These traits turned the Echo's End into a very pleasant listen. Its sound was undeniably effortless and never piercing. It always felt nicely gravitational and coherent yet never overdone or extreme. At first it struck me as not as quick and open as my own DAC but the more A/B were under my belt, the more I started to acknowledge that this was no drawback. In absolute terms, the Pacific was more agile, open and insightful. Geared to provide the hi-res experience in full contact, it provides vast landscapes and paints everything inside them perfectly sculpted. All this boosts on-stage presence, pinpoint accuracy and at times shocking immediacy. The Echo's End followed a very different path but its lower speed and magnification didn't bother me at all. It should have done but didn't.
Instead of casting images here/now as close to my ears as a given track allowed, the Echo's End presented virtual sound sources farther back and outlined them softer. They weren't as visibly distinct but still present. It's safe to say that I was transported to its own enchanted very tangible place where internal calm and composure in time emerged as its greatest traits. Not once did it sound diluted or fuzzy for that. Quite the contrary. I found its sound focused, tactile and euphonic. Agility and wide dynamic contrasts supported elevated expressiveness and charm. My reference didn't reverse this order but landed a more balanced effect. It delivered boldness, openness and freshness together with vividness, textural complexity and insight. To hear all this simultaneously and at the same quality level explains why the LampizatOr Pacific is so expensive. In speakers and bass terms, the Pacific would be a top-shelf open baffle capable of generating enormously pliant sound waves. The LessLoss would disguise as a more civilized still potent ported specimen along the lines of my Boenicke W8.
Its bass was actually quite comparable to my Swiss floorstanders properly amplified – focused, fabulously elastic, texturally generous, admirably deep and upon demand capable of hitting like a sledge hammer. Whilst the Echo's End wasn't as powerful, direct and edge-limned as the Pacific, it remained respectably muscular, coherent and tight. The more the Echo's End was on the job, the more it struck me as being voiced similarly to my Trilogy 925 integrated. Both are equally persuasive, dark, substantial, smooth, saturated, easy and elegant. Just so, the Lithuanian gave up some of the 925's heft and warmth to gain more points on openness and speed instead. It would be quite accurate to place this DAC somewhere between the 925 and its pre-power 993/903 siblings. In the same context the Pacific DAC would be Trilogy's far pricier 915R and 995R combo. This rough sketch might be helpful to know where today's item and its sparring partner landed though it of course was an oversimplification. It missed the bigger picture.
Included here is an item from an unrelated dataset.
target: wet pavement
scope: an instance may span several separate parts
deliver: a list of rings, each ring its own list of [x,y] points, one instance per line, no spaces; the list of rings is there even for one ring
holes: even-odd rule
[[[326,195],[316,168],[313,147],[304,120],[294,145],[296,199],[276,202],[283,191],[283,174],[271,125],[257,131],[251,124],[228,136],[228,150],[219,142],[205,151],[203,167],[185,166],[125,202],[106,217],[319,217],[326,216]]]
Speaking in formats, it's tempting to label my reference DAC as a high-rate PCM case with several twists, today's as a typical DSD type. Music in DSD tends to sound less chiseled, aggressive and digital, more moist, sweet, soft and tactile. It puts endorphins before measures which aim to display everything as crystalline as can be. The Echo's End focused on qualities related to pleasantly undisturbed flow, not informational overload. My ears found that voicing tastefully done. Right from the start the Echo's End introduced itself as a great performer for the money. In time it flourished into a major overachiever. I wouldn't change one thing. Never had I the urge to ponder potential sonic improvements. I found it too vivid, seasoned, coherent and pleasant to bother imagining anything else. Each time the Echo's End was on, I felt instantly immersed in its reality and always enjoyed the ride. Its inherently forgiving approach on repertoire of lesser quality enabled stress-free voyages beyond my usual musical destinations. If after switching from a product five times costlier like my LampizatOr, that were the only conclusion, it pretty much would have said all there needed to be said.